Given ind. prob's, find prob. that he does and she doesn't

[Navyguy]

The probability that Andy studies math over break is 0.3 and the probability that Betty independently studies over break is 0.4. Find the probability Andy studies over break and Betty doesn't.

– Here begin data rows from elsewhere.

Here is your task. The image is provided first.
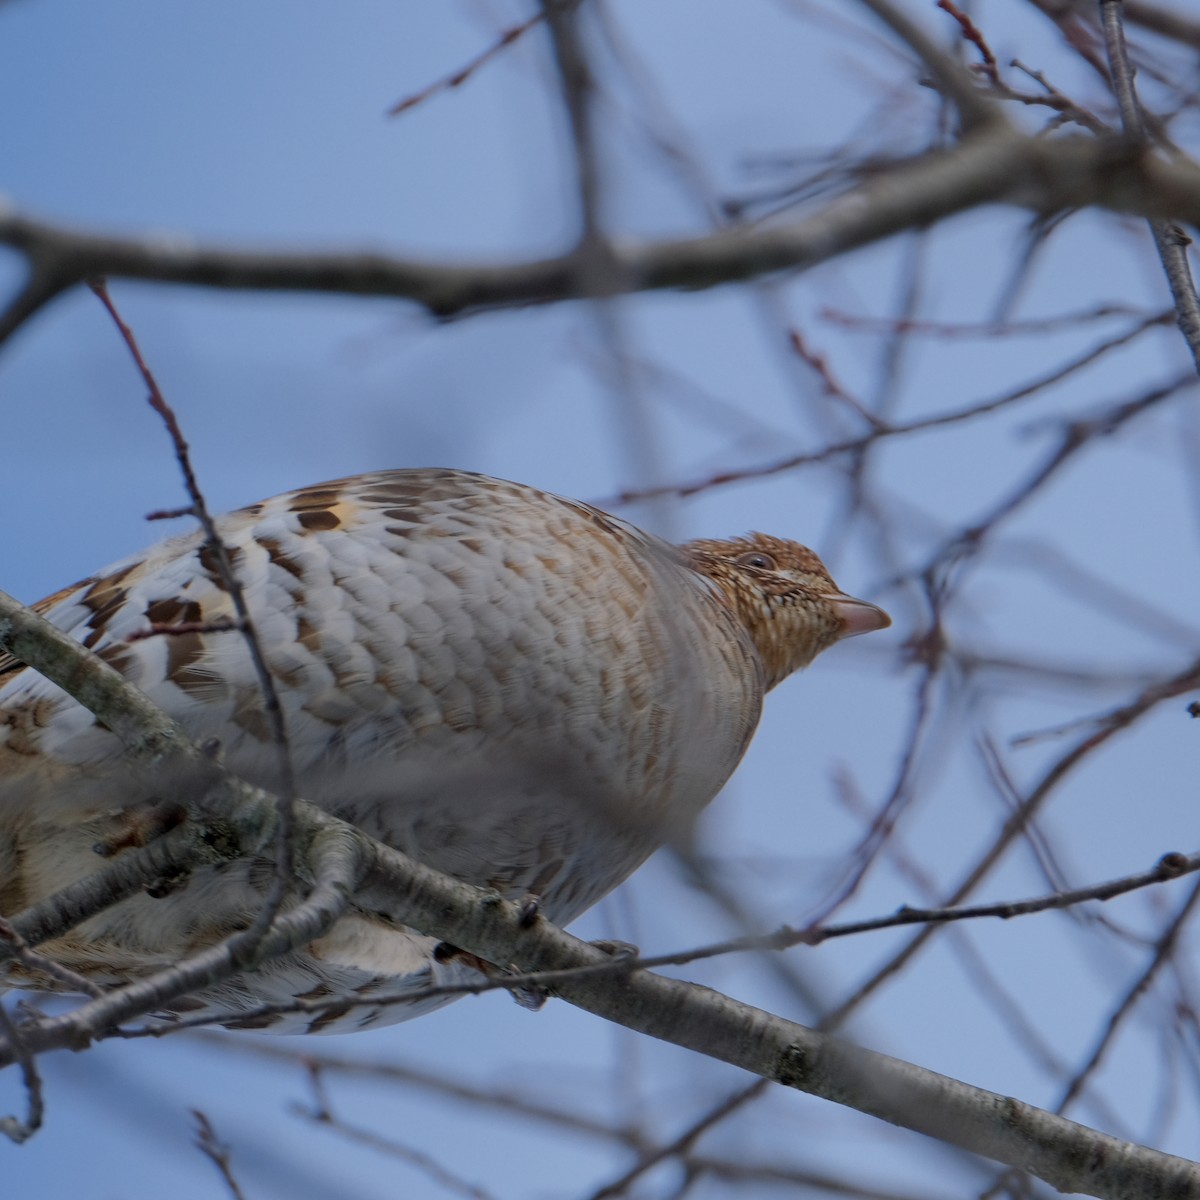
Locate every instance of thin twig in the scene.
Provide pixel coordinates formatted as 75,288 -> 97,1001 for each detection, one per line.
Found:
88,281 -> 299,941
295,1066 -> 500,1200
821,301 -> 1155,338
586,1080 -> 768,1200
109,843 -> 1200,1037
387,10 -> 546,116
0,917 -> 103,997
192,1110 -> 248,1200
197,1036 -> 645,1144
912,374 -> 1194,586
803,661 -> 940,926
787,328 -> 884,427
607,314 -> 1175,507
0,1004 -> 43,1144
1098,0 -> 1200,371
1055,876 -> 1200,1113
855,0 -> 1001,132
820,652 -> 1200,1030
5,824 -> 359,1055
195,1035 -> 971,1199
937,0 -> 1000,84
1007,58 -> 1110,134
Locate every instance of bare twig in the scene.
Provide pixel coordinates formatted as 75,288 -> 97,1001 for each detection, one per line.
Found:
937,0 -> 1000,84
569,848 -> 1200,980
1098,0 -> 1200,371
1007,58 -> 1111,134
0,1004 -> 43,1144
1056,875 -> 1200,1113
295,1066 -> 498,1200
0,917 -> 103,997
586,1080 -> 768,1200
821,652 -> 1200,1030
192,1110 -> 248,1200
197,1036 -> 644,1143
1119,0 -> 1200,46
607,314 -> 1175,507
787,328 -> 884,427
855,0 -> 1001,132
89,281 -> 299,940
5,824 -> 358,1054
106,837 -> 1200,1037
914,374 -> 1193,583
196,1035 -> 972,1199
387,10 -> 546,116
821,302 -> 1157,337
803,662 -> 940,925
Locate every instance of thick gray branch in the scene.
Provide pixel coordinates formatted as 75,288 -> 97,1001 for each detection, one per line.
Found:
2,133 -> 1200,346
355,840 -> 1200,1199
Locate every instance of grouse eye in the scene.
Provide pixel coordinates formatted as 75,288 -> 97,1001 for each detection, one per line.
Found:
735,551 -> 776,571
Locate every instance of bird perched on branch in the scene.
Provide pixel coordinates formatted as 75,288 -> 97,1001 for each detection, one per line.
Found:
0,469 -> 888,1033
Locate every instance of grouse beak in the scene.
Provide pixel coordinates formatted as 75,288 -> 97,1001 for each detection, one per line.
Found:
829,593 -> 891,639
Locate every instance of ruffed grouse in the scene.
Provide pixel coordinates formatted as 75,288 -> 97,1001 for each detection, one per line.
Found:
0,469 -> 888,1033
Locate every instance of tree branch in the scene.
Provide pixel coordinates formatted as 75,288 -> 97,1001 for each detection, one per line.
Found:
856,0 -> 1001,132
1099,0 -> 1200,371
2,132 -> 1200,345
6,824 -> 358,1058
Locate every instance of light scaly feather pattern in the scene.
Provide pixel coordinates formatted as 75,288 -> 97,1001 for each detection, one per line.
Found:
0,469 -> 888,1033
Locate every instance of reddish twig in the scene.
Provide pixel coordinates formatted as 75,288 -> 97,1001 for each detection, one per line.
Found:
192,1110 -> 247,1200
788,328 -> 882,426
387,11 -> 546,116
87,281 -> 299,941
937,0 -> 999,83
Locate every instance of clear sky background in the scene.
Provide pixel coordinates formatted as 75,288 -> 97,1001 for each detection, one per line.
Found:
1,3 -> 1198,1198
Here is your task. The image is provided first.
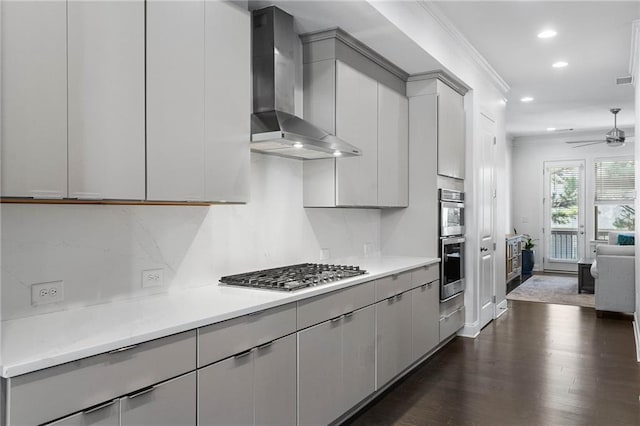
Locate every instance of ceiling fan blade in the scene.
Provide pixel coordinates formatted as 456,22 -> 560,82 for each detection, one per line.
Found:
565,139 -> 603,144
571,141 -> 605,148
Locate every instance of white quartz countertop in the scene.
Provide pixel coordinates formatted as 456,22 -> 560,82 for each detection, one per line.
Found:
1,256 -> 438,378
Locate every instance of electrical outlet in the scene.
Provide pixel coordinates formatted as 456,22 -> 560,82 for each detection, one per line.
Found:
142,269 -> 164,288
31,281 -> 64,306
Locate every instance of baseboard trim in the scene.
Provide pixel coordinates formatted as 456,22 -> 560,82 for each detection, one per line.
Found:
496,300 -> 509,319
633,312 -> 640,362
458,320 -> 480,338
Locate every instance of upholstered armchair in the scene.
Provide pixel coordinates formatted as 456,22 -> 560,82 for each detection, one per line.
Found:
590,243 -> 635,314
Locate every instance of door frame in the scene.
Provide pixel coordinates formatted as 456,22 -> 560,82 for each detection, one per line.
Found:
542,160 -> 586,272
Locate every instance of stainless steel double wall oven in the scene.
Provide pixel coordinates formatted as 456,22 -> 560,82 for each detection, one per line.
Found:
439,189 -> 465,301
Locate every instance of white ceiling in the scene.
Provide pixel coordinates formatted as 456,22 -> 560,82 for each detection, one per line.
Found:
433,1 -> 640,138
249,1 -> 638,140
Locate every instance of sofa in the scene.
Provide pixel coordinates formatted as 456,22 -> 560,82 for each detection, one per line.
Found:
590,232 -> 635,314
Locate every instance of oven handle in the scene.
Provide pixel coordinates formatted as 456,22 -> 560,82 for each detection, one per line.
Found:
440,201 -> 464,209
441,236 -> 465,245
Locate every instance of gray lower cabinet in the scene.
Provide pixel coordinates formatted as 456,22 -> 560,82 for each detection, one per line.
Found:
298,318 -> 343,426
411,281 -> 440,362
120,372 -> 196,426
253,334 -> 297,426
376,292 -> 412,388
47,400 -> 120,426
341,305 -> 376,414
198,334 -> 296,426
298,306 -> 375,426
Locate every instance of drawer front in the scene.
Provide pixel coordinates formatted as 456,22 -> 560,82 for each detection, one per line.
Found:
198,303 -> 296,367
297,281 -> 374,330
374,271 -> 412,302
46,399 -> 120,426
9,330 -> 196,426
439,292 -> 464,318
440,306 -> 465,342
411,264 -> 438,287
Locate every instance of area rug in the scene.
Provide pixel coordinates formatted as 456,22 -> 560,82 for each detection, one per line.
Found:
507,274 -> 595,308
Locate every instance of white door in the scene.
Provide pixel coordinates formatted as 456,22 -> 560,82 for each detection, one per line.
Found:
543,161 -> 585,272
479,114 -> 496,329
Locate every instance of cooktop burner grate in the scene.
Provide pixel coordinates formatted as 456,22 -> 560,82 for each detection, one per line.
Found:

The percentage is messing me up when I try to set up the problem. I have tried multiplying and dividing, and only came up with 0.12. Please show me a formula that I can use to set this problem up. The list of possible answers is as follows:

1. 0.12
2. 0.42
3. 0.18
4. 0.46

Thanks for any help given.

 

[pka]

Suppose that we have two independent events each of which has non-zero probability. Then \(\displaystyle P\left( {A|B} \right) = P(B|A) = P(A)P(B)\)
It is a theorem that if A & B are independent then so are each of these pairs:
\(\displaystyle \left\{ {A,\overline B } \right\},\;\left\{ {B,\overline A } \right\},\;\left\{ {\overline A ,\overline B } \right\}\quad \overline B \mbox{ is the complement of B}\)
\(\displaystyle \begin{array}{l}
P(B) = 0.4\quad \Rightarrow \quad P\left( {\overline B } \right) = 1 - 0.4 = 0.6 \\
P\left( {A \cap \overline B } \right) = P\left( A \right)P\left( {\overline B } \right) \\
\end{array}\)

 

[Navyguy]

okk let me see if I got this much of it

P(A)=0.3 P(A)= 1-0.3=0.7, is this part of the formula you are showing me. Is the next step adding the two or is that wrong.

 

[pka]

You are simply looking for;
\(\displaystyle P(A \cap \overline B ) = P(A)P(\overline B ).\)
Andy studies and Betty does not.